Deer can do somewhat complicated things, but they are ultimately dumb animals, without the power of analytical thought. Everything about them revolves around their survival, perpetuating the species, achieving comfort and filling their stomachs. It really is that simple. They look up in trees in heavily hunted areas for no other reason than we’ve trained them to do so to survive. They run the other way on heavily hunted grounds when they hear rattling, just because so many of us yard apes have tried rattling them in on that same ground so many times before. There are simple reasons behind dang near everything important that they do.
At the same time, don’t confuse KISS with not using our most powerful weapon to its fullest. Specifically, be creative and you will find KISS solutions to many, many things.
Look at a common scenario. We have a 20 acre farm field that the deer are feeding in regularly. The problem is that they’re coming out all over the place. There’s no such thing as a “safe wind” and it doesn’t matter much anyway, as the odds of the buck you want to kill using that one or two trails you’re covering today just isn’t good anyway.
Steve Bartylla talks Deer
That’s where creativity and being unwilling to just settle for what you have come into play. What happens if you hinge cut a 5-10 yard wide band of trees along that field edge (edge feathering)? You just increased browse levels from those tops now being at mouth level and all the new growth that will occur from that band of ground now getting sun. So, our field is now more attractive and offering more food than before.
At the same time, that edge feathering serves as a visual screen. Now, the bucks that want to know what’s in the field need to leave the woods and enter it to see who’s there. That’s another plus for us.
To create those “safe” winds, be sure you hinge the trees between knee and hip height, as well as try to get them to fall in ways that turns that stretch of edge feathering you don’t want the deer entering/exiting through into more of a blockade. Truth be told, it’s hard using just hinge cutting to create impenetrable blockades that deer just can’t cross, but you can sure make it a pain for them. Also, if the trees just aren’t working out well as a blockade, a wooden snow fence or chicken wire ran along that edge will do it for sure, Deer don’t like jumping into that mess of cover, as finding landing spots is a risk.
At the same time, leave a 32″ish wide opening within bow range of your stand, on a trail that’s already being used well, in a safe wind area. Do deer HAVE to use that opening? No, but it sure is a lot easier than crawling through that 5-10 yard wide band of regrowth and criss crossing trees. Slap a scrape tree out front of the stand in the field, bury a water trough next to that opening in the edge feathering and you just gave them two more good reasons to come out there.
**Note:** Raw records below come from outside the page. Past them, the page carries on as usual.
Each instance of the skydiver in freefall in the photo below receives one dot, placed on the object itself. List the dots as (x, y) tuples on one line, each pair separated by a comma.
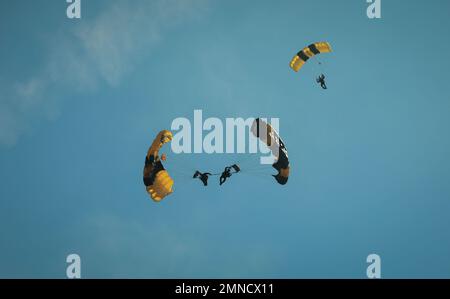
[(321, 80), (227, 172), (202, 177)]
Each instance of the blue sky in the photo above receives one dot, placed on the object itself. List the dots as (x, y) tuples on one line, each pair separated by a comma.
[(81, 100)]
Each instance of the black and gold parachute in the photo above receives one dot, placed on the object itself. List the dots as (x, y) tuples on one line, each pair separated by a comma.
[(157, 180), (302, 57), (267, 134)]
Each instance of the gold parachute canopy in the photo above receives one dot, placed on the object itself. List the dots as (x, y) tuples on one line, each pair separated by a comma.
[(302, 57), (157, 180)]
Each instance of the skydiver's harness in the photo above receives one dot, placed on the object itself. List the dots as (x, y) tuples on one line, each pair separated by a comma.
[(155, 166)]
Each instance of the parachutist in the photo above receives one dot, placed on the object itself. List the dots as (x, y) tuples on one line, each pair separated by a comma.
[(227, 172), (321, 80), (202, 177)]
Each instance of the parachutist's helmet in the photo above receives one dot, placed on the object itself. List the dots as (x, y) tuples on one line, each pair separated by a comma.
[(282, 180)]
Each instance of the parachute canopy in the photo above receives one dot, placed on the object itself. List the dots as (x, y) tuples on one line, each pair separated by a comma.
[(270, 137), (299, 60), (156, 179)]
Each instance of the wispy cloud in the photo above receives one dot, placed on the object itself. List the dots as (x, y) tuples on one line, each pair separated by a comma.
[(101, 51)]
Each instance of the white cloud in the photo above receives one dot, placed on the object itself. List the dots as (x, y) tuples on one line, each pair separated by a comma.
[(101, 51)]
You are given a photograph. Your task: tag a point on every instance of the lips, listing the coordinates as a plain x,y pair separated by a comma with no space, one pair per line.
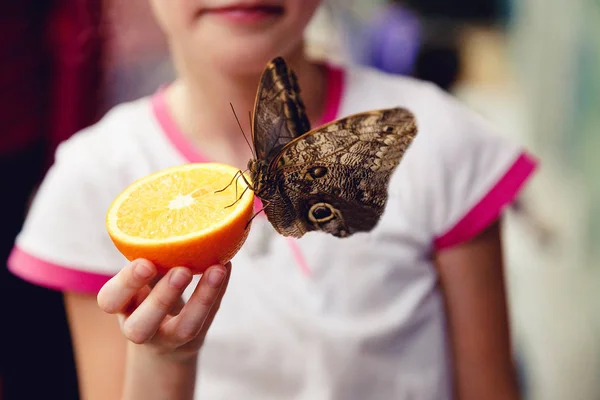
246,12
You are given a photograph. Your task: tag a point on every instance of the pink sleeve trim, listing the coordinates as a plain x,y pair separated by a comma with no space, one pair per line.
172,131
489,208
46,274
334,90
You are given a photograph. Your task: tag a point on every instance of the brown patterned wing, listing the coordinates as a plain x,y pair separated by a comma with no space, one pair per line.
279,113
335,178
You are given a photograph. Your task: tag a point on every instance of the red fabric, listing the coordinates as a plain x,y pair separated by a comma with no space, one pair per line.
24,75
77,44
51,71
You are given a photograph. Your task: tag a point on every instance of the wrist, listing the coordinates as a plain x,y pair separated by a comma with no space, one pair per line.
165,356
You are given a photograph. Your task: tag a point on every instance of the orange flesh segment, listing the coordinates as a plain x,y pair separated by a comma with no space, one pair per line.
179,204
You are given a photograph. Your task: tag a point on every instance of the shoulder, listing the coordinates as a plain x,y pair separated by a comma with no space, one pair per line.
459,172
116,134
63,243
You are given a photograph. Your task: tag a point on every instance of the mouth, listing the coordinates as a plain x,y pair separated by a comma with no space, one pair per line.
252,12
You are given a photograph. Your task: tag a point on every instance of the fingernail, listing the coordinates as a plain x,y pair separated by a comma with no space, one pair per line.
215,278
143,271
179,279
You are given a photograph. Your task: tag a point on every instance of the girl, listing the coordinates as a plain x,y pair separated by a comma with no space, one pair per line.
414,309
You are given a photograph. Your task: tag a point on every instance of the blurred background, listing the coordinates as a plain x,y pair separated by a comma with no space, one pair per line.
532,67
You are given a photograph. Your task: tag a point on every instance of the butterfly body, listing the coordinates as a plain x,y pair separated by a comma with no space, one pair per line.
333,178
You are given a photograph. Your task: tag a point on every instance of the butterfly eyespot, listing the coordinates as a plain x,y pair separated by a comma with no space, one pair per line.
321,212
317,172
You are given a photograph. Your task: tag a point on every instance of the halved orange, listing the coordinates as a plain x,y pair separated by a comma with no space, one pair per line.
181,216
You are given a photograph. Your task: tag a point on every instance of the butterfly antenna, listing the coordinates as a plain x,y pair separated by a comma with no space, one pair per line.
242,130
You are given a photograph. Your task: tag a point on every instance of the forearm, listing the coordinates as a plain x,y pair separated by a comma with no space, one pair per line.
151,376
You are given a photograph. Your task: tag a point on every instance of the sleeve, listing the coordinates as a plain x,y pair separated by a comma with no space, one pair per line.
471,172
64,244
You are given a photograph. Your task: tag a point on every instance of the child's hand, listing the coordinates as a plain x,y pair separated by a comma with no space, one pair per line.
152,312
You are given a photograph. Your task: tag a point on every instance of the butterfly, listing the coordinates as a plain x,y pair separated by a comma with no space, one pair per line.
333,178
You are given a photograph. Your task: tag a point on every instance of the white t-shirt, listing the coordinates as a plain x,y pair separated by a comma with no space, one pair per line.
315,318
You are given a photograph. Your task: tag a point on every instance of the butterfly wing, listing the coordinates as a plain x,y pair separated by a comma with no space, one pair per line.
279,113
335,178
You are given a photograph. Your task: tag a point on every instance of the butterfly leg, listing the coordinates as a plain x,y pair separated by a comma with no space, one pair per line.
238,198
235,177
255,214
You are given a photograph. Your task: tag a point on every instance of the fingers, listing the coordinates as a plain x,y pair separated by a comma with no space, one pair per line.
143,323
202,305
121,289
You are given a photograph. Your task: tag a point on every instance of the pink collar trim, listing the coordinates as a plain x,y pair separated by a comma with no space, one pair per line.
335,87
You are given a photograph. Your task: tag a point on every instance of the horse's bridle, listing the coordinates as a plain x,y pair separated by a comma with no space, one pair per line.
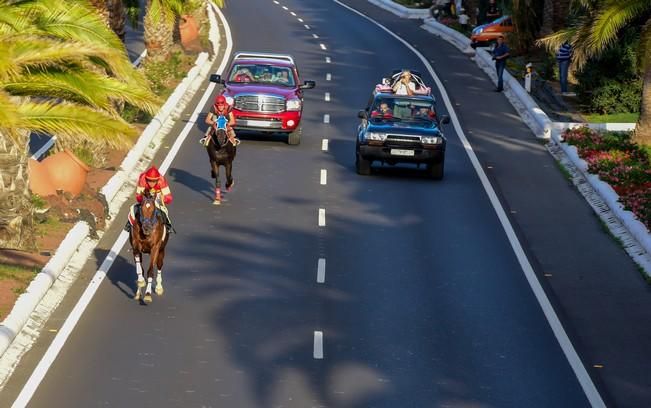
148,223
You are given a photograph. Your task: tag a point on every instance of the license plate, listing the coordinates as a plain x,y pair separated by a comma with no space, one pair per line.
400,152
258,123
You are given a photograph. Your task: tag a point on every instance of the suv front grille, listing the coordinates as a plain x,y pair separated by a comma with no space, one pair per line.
402,139
260,103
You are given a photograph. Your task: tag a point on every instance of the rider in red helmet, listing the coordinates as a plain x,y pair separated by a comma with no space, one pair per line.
155,183
222,108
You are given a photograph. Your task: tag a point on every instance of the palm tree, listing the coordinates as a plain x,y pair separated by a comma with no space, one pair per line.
597,28
159,23
62,72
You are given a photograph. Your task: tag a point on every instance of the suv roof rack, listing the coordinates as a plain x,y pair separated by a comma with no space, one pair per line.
282,57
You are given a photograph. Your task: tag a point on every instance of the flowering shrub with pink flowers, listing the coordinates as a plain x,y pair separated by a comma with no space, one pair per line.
619,162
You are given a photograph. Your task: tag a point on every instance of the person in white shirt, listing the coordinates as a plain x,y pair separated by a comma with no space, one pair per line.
463,19
405,86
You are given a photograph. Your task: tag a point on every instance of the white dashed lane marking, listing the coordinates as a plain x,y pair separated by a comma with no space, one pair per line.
320,271
318,345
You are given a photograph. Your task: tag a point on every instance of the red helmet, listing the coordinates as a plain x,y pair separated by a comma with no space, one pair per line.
152,174
220,99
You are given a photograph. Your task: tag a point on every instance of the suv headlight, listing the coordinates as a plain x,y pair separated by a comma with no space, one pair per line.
380,137
431,140
294,104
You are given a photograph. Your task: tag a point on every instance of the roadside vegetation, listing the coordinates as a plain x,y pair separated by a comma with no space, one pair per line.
611,40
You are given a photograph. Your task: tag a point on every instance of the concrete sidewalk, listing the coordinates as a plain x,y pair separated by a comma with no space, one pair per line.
596,288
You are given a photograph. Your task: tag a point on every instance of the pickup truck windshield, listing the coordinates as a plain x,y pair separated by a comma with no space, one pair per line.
403,110
262,74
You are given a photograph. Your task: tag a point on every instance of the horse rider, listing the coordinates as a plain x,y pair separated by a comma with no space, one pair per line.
221,109
155,182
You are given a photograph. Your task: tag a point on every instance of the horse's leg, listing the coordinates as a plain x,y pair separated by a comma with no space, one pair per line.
153,256
229,175
218,185
159,274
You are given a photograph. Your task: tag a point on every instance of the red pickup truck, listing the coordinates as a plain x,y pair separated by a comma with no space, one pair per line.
265,93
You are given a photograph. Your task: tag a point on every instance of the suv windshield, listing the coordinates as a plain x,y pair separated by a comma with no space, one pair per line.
262,74
403,110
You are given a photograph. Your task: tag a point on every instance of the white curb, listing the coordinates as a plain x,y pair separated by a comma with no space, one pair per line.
635,227
400,10
117,191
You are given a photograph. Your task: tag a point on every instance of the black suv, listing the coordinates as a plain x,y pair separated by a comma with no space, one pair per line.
401,129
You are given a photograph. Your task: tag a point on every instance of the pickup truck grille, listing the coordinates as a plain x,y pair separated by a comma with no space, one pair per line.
260,103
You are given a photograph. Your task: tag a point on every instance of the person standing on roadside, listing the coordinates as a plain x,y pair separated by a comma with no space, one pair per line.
563,56
500,54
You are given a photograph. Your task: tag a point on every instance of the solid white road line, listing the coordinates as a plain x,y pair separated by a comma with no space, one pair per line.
581,373
321,217
320,271
71,321
318,345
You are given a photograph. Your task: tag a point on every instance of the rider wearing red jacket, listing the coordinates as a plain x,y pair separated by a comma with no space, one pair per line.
155,182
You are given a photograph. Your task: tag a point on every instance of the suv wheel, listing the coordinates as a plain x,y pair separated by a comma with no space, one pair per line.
294,138
435,170
362,165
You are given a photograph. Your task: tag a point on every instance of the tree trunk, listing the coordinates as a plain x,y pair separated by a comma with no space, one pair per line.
16,213
643,128
159,36
118,18
548,18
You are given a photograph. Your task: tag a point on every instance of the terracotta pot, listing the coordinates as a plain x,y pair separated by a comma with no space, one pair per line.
189,32
66,171
39,179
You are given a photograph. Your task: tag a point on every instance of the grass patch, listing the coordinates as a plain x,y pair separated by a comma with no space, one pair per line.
613,118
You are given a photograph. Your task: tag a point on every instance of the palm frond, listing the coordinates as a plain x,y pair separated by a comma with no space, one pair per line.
75,123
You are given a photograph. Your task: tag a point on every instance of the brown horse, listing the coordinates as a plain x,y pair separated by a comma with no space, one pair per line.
221,152
149,236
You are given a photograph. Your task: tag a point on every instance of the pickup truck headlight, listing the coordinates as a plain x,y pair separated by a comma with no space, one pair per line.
380,137
294,104
432,140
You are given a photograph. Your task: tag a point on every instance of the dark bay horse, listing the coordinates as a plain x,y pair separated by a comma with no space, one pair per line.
149,236
221,153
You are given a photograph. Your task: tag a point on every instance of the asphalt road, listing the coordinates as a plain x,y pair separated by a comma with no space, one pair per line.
424,303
Now, all you really have to worry about is getting out safely after dark. So, make yourself a trail out on the backside of the edge feathering. Now, on a PM hunt, you walk in across the field, with the edge feathering hiding you from the deer in the woods and walk out on the back side of the edge feathering, so it’s hiding you from the deer now in the field.
Nothing just covered is complex at all. All we had to do was use our brain to come up with a slightly creative, fairly dang easy/straight forward solution to our problem. The videos below are of deer doing exactly what we want in that exact same situation. The stand is 15 yards off the right side of the vid. It wasn’t a horrible location before, but it was very risky and a frustrating place to sit (great for seeing deer, bad for killing them). As you can see, it’s a great location now, and pretty darn safe/low impact.
KISS, but never be willing to settle for OK, when you can make a few changes and have great, instead.